Vor 50 Jahren die Zeichen der Zeit erkannt
Die Pfarrgemeinderäte entstanden vor 50 Jahren nicht im luftleeren Raum. In Deutschland hatte sich bereits ab Mitte des 19. Jahrhunderts ein Verbandskatholizismus etabliert. Ab den 1950 fasste die „Katholische Aktion“ als Laienbewegung Fuß, es bildeten sich erste Pfarrausschüsse. Noch heute sind unsere Form und Struktur des katholischen Laienapostolats weltweit einmalig.
Von Alois Baumgartner, ehemaliger Vorsitzender des Diözesanrates München und Freising
Vor fünfzig Jahren – gut zwei Jahre nach dem feierlichen Abschluss des Zweiten Vatikanischen Konzils am 8. Dezember 1965 – wurden zum ersten Mal in Deutschland Pfarrgemeinderäte gewählt.
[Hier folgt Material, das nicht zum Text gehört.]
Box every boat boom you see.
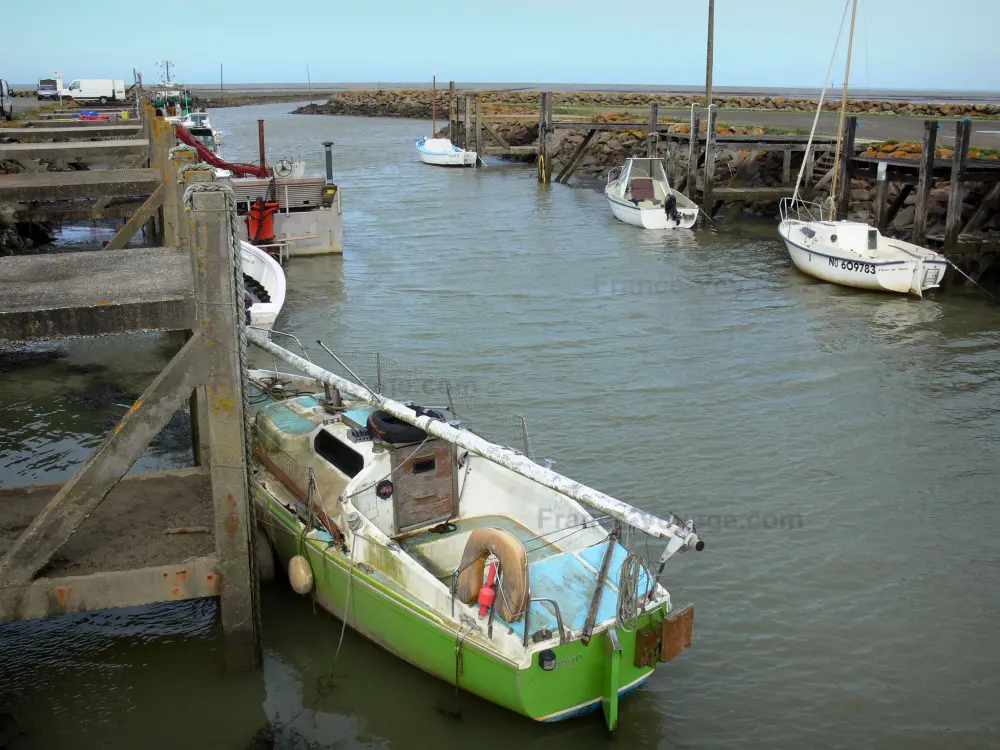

Ihnen folgten die Dekanatsräte und die Diözesanräte. Schließlich konstituierten sich das Landeskomitee der Katholiken in Bayern und, auch in neuer Zusammensetzung, das Zentralkomitee der deutschen Katholiken (ZdK).
Das Konzil hatte die Sendung – das Apostolat – der Laien in bisher nicht gekannter Weise betont. Die Gläubigen haben demnach einen nicht geringen Anteil an der Sendung der Kirche. Diese Sendung werde Ihnen nicht von den Bischöfen und Priestern übertragen, vielmehr seien sie damit kraft Taufe und Firmung von Christus selbst betraut. Inhaltlich ist diese Sendung ganz spezifisch auf den Aufbau einer gerechten gesellschaftlichen Ordnung gerichtet, angefangen bei der Institution der Familie, über die Kultur und Ordnung nationaler Gesellschaften bis hin zu internationalen Ordnungsstrukturen. Aber das bedeutet nicht, dass das Laienapostolat nicht auch auf den Aufbau der kirchlichen Gemeinschaft und auf ihre unmittelbare Sendung durch Sakrament, Verkündigung und Diakonie bezogen wäre.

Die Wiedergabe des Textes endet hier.